Влад правильно подметил, что с камер, установленных над забором и над проходной, пожарный выход не просматривается. Он прокололся в одном: проглядел камеру на противоположной стороне улицы, на фонарном столбе.
Подошел впритирку к забору. Капюшон надвинут на лоб, на плече спортивная сумка. О встрече, судя по всему, договорились заранее. Мне Антон по каким-то своим соображениям решил не говорить — полагаю, готовил нам с Владом сюрприз. Собирался разобраться сразу с обоими. Стукнуть себя в грудь, сказать: «Да что вы, мужики, ей-богу!»

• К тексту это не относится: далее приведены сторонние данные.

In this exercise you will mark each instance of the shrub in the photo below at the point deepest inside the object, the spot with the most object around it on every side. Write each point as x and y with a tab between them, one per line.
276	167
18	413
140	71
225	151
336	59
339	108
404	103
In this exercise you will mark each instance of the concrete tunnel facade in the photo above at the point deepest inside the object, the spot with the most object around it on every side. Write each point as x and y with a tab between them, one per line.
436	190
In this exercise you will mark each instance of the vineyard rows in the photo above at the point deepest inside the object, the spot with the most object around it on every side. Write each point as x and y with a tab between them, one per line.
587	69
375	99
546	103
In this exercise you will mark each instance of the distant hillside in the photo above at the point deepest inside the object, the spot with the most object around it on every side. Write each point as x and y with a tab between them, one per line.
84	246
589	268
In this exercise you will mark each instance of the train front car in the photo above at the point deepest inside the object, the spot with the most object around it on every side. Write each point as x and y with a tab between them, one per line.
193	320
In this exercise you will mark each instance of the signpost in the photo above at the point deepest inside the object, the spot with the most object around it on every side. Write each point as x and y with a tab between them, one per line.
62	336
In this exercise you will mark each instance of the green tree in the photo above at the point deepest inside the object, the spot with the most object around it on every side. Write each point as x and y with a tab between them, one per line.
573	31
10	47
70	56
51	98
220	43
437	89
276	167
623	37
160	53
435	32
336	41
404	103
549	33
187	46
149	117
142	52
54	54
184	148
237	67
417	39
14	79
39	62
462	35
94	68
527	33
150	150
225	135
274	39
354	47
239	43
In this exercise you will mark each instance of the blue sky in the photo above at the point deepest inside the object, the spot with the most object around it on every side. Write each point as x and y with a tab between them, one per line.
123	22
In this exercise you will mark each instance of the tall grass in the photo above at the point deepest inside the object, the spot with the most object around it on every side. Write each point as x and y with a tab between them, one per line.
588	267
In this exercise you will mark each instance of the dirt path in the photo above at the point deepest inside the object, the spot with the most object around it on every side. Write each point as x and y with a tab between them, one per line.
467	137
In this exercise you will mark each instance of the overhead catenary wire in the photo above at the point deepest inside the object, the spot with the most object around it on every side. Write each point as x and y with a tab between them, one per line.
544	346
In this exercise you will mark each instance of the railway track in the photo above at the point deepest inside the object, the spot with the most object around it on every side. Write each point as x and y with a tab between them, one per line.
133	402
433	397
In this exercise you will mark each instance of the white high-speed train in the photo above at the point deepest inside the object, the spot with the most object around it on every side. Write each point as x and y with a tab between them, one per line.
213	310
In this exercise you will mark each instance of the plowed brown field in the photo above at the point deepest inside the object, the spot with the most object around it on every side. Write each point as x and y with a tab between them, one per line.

Нажав на кнопку звонка, Влад повернулся спиной к двери. В этот момент капюшон сполз на затылок, приоткрыв нижнюю часть лица. Ждал полторы минуты, пока ему открыли. Еще через четыре минуты вышел. Я кое-что домыслил для этих четырех минут — пока не знаю, насколько верно. Скорей всего, он выстрелил сразу, с порога. Мог сказать что-нибудь перед этим. Они могли даже перекинуться несколькими короткими фразами. Если верно предположение, что Влад выстрелил сразу и несколько минут после выстрела провел возле рухнувшего Антона, — это, полагаю, свидетельствует о том, что убийство было случайным. Влад стрелял в лицо. Влад был настроен серьезно, но рассчитывал лишь нанести увечье. Не знал, что с такой дистанции выстрел из «Стримера» смертелен. Потому и стоял там, над телом Антона, осмысляя случившееся, решая, как действовать дальше.